I had struggled to come up with a eulogy for my father to find something to say that was unique, and true, and positive. In the end I spoke about his love of art, and my siblings extolled his passion for literature and history, and his humor and his drive. Only after the funeral when Sam opened that file cabinet to reveal our family history did I learn that there is something else one of us could have said about my father, about the thing he did for us that had the most value of all. I could have told our friends that we were the direct decedents of slave owners, and that racism has persisted in our family for a century after the Civil War, so that as small children we had frolicked in the fields behind Papa Harper's house with his black dog whose name was spelled N-I-G. Then I'd have told them that our father, so ashamed that he had always kept our history from us had made a correction. As I told you in the first episode, there's often wild disparity between the recollections we six kids have of our childhood experiences, but there is one subject on which our memories unite. It came up frequently when I recorded my sibling's stories, and that was that Dad abhorred racism.
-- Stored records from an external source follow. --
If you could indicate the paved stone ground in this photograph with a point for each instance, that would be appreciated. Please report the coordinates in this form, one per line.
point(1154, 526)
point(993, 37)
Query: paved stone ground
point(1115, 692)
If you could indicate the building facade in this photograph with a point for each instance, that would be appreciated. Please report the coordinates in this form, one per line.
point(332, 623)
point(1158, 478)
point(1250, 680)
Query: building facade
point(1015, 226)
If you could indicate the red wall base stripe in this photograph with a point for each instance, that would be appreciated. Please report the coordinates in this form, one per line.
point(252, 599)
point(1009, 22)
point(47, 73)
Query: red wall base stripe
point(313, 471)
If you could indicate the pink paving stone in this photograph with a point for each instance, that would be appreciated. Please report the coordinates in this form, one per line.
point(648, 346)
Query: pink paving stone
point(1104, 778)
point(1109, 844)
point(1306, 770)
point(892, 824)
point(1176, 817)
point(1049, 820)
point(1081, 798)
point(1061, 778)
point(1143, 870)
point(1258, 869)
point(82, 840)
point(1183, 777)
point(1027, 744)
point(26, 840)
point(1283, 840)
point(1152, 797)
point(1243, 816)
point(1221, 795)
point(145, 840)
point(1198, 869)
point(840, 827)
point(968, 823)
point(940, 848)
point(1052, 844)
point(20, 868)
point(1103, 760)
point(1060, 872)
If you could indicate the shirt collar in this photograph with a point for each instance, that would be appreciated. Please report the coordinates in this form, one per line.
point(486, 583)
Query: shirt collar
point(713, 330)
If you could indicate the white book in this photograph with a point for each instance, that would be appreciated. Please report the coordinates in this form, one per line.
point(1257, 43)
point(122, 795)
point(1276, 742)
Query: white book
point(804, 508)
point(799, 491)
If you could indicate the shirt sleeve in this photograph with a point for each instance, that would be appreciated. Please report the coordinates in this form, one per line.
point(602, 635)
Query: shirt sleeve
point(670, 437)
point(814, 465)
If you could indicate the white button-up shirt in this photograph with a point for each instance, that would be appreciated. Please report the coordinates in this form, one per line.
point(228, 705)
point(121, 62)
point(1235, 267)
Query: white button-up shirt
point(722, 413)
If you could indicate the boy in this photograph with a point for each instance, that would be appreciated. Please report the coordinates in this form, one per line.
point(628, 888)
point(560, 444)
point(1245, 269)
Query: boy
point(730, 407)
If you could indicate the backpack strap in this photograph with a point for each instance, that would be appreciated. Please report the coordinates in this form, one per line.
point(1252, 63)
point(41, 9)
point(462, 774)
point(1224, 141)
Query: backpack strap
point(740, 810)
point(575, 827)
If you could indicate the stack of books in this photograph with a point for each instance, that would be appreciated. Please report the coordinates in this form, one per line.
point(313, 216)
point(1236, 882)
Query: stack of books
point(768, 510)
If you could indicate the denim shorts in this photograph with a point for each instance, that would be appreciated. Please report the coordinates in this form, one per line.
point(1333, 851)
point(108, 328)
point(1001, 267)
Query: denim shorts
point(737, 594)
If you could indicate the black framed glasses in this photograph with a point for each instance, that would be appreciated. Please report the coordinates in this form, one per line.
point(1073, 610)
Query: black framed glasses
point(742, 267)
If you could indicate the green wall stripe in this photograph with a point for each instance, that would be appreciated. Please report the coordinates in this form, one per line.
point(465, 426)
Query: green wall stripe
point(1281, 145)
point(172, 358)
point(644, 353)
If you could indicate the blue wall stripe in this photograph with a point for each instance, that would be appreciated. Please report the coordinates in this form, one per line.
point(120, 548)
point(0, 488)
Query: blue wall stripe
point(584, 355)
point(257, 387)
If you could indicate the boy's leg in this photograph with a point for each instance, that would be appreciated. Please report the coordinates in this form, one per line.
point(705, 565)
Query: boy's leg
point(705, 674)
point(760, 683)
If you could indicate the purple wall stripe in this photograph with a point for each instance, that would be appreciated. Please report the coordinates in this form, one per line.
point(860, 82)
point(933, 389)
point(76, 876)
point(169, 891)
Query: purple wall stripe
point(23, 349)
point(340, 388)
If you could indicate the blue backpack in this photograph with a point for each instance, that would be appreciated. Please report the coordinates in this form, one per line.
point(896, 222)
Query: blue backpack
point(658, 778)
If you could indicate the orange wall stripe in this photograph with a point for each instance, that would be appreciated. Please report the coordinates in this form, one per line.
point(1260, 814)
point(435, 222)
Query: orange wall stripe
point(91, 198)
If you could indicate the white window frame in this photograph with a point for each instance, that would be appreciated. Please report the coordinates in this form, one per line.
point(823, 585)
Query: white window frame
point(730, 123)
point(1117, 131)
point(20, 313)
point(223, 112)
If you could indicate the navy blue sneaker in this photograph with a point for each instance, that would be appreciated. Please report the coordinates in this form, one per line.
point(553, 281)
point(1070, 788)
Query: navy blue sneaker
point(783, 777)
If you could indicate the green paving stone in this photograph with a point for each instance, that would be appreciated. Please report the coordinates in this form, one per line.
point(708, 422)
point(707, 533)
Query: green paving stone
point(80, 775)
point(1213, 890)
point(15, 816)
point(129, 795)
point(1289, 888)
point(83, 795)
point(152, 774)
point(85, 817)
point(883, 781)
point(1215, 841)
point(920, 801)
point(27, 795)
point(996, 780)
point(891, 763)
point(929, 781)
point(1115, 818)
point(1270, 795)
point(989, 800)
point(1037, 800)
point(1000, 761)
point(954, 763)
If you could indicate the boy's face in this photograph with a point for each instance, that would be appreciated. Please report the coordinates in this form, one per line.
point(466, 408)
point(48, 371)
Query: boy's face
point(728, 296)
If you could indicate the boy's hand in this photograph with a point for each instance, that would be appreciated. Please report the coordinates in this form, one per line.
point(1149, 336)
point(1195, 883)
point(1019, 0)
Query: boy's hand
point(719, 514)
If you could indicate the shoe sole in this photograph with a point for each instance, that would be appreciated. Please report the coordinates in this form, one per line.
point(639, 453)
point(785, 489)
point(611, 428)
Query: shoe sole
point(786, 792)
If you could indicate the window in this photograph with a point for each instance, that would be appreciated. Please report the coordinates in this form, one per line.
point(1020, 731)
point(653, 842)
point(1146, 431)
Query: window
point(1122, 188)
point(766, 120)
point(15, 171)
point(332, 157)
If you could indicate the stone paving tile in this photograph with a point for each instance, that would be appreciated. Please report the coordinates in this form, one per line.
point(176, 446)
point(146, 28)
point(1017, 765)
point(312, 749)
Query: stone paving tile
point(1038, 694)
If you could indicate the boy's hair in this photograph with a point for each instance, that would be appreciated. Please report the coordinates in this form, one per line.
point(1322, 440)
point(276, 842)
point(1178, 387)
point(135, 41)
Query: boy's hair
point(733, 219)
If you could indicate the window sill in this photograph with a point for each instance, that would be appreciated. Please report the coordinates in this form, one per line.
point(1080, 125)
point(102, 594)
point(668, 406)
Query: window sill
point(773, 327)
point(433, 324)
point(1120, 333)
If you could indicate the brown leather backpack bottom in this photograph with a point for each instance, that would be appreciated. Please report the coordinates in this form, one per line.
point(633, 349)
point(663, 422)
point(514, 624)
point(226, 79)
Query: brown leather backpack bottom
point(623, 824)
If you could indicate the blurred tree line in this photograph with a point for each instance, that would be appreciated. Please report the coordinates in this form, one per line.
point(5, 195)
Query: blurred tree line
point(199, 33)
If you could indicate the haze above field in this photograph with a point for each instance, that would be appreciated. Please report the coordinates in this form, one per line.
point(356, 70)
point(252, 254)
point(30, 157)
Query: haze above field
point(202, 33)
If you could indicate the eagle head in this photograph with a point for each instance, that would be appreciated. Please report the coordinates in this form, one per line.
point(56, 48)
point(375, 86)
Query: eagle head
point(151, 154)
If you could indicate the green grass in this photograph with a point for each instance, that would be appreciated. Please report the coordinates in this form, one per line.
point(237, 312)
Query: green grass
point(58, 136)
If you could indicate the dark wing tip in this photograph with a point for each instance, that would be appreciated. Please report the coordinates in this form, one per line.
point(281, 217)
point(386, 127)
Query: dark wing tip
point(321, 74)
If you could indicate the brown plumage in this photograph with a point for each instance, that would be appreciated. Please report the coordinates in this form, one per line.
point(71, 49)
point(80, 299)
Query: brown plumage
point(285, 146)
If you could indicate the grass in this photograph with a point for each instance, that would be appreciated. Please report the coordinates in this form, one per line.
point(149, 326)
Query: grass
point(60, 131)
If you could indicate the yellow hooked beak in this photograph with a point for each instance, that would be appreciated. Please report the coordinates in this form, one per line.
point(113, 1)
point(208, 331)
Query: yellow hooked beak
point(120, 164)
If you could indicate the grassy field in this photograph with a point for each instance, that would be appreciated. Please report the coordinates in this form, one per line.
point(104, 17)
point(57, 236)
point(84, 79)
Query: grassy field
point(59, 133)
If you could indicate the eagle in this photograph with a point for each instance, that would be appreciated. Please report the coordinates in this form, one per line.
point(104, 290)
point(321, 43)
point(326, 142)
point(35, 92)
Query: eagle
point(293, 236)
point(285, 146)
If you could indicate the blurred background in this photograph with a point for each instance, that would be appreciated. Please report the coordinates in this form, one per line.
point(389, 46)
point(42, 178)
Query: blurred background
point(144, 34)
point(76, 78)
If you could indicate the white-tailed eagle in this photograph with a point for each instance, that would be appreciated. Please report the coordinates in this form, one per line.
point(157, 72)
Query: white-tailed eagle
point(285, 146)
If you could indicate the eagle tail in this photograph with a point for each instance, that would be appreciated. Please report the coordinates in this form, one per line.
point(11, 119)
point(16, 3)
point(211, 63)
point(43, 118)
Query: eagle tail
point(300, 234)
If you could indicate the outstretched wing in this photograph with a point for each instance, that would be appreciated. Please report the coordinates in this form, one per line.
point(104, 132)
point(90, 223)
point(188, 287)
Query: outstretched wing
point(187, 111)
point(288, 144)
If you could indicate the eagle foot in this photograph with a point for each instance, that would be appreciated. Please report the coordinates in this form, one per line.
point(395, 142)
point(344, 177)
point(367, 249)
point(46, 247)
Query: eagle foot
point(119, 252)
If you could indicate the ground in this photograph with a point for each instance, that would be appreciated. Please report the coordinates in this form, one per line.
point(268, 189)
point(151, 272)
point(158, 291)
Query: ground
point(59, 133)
Sam H: He was very clear with us that racism, prejudice was not acceptable.
Jessica H: He told us in calm, firm, articulate terms that we must never speak that word.
Charlie H: We were very much interested in the Civil War, but we were definitely Yankees.
Jessica H: Did Dad encourage that affiliation?
Charlie H: Absolutely. There was a very strong understanding.
Sam H: I got a five minute lecture on racism in America.
Charlie H: The Yankees had it right, and certainly slavery was a disgusting institution.
Jessica H: He explained what a racial epithet was and the harm it causes, the evil it perpetuates-
Sam H: And how none of that was acceptable in our house.
Jessica H: And yes, you could say that many thoughtful parents of that era would have taught their children the same lessons, but Dad did so while taking on our family history and the living embodiment of it, his own father Papa Harper, so the issue had personal weight and urgency.
Dad saw to it that his children, and their children and future generations would never think or act as his father and forebears had. That evil thread would stop with him. The result of his efforts is there in that file that Sam discovered with its family tree, the will and the rally program. Our shameful history literally rubs up against the evidence of change. Luckily, we all get to make corrections in our lives. I grew up wary of family life, putting it off until after a long acting career, and then I married Tom, a man whose daily tender display of love for our children was such that it sometimes moved me to tears. Those tears would resurface when Tom and I took our girls to visit my parents in Connecticut and our young daughters were able to do a thing I had never done in my life. Without hesitation they jumped from the car, ran up the driveway and threw themselves into my father's arm, giving and confident they'd receive the unconditional love that they were accustomed to. This made both me and my father very happy.